The parameter specifies how many paths in the best-bin-first search of
the kd-tree can be checked before giving up and returning the closest
point encountered so far. For instance:

[index, distance] = vl_kdtreequery(kdtree, X, Q, 'NumNeighbors', 10, 'MaxComparisons', 15) ;

does not compare any point in `Q`

with more than 15
points in `X`

.

# Randomized kd-tree forests

VLFeat supports constructing randomized *forests* of
kd-trees to improve the effectiveness of the representation in high
dimensions. The parameter `NumTrees`

of
`vl_kdtreebuild`

specifies how many trees to use in
constructing the forest.
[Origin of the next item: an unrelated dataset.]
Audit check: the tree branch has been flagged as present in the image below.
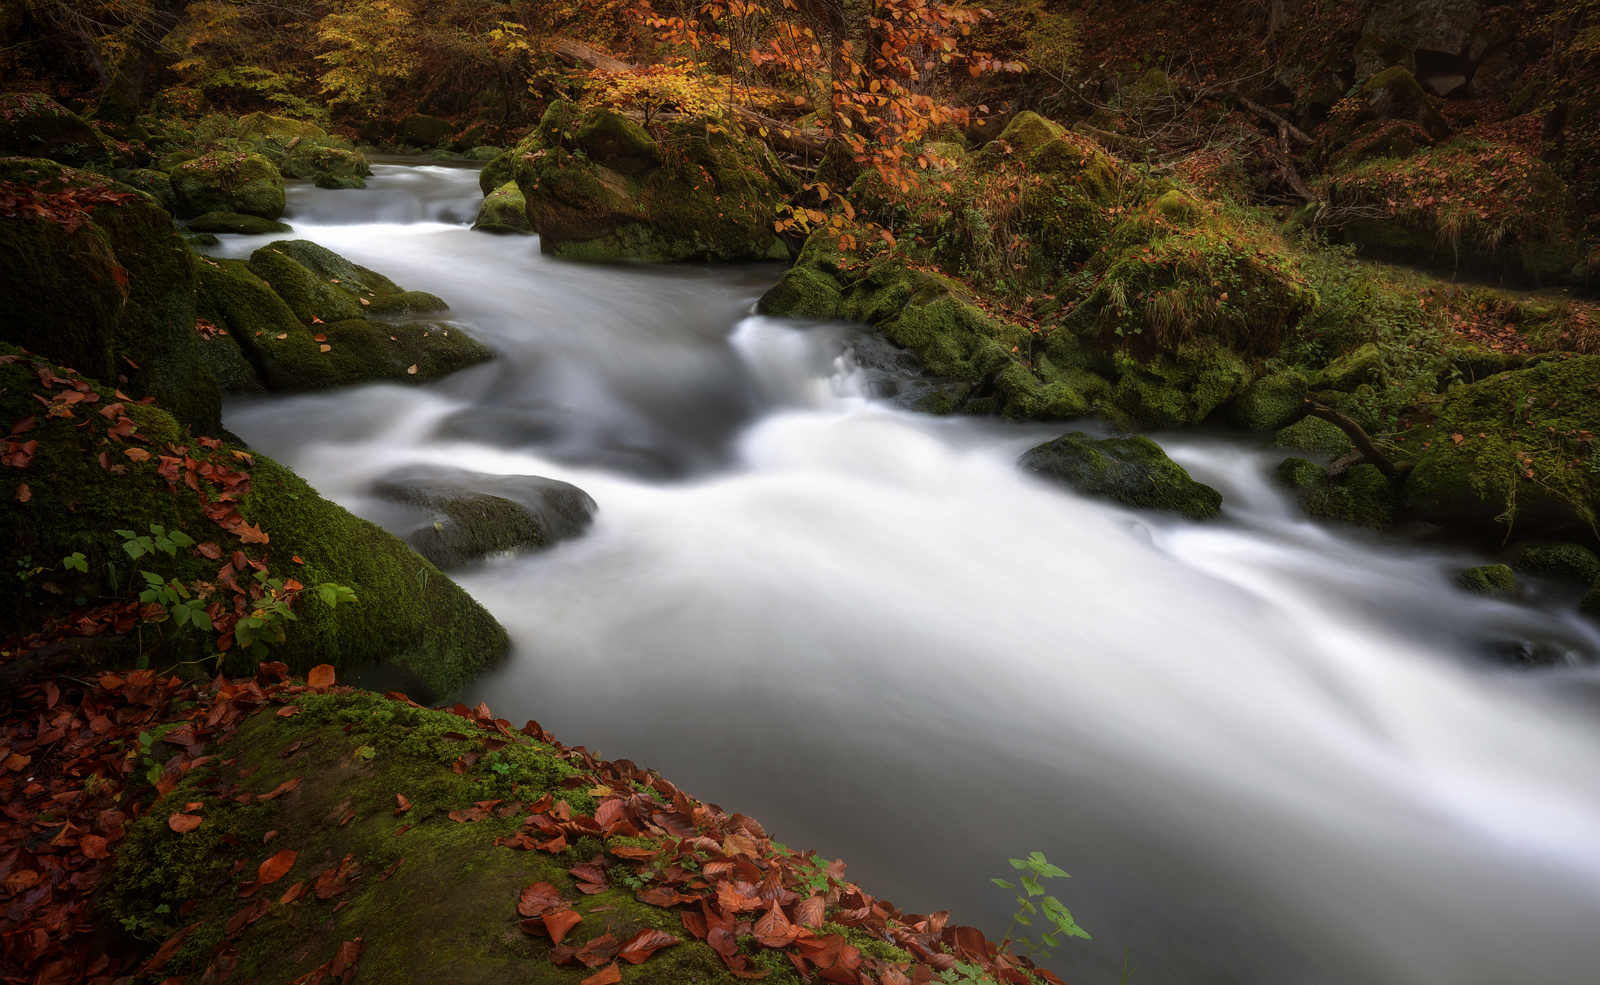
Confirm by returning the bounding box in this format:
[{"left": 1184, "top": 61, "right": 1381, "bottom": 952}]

Each tree is constructed independently.
Instead of always splitting on the maximally variant dimension, each
tree chooses randomly among the top five most variant dimensions at
each level. When querying, `vl_kdtreequery`

runs
best-bin-first across all the trees in parallel. For instance

kdtree = vl_kdtreebuild(X, 'NumTrees', 4) ; [index, distance] = vl_kdtreequery(kdtree, X, Q) ;

constructs four trees and queries them.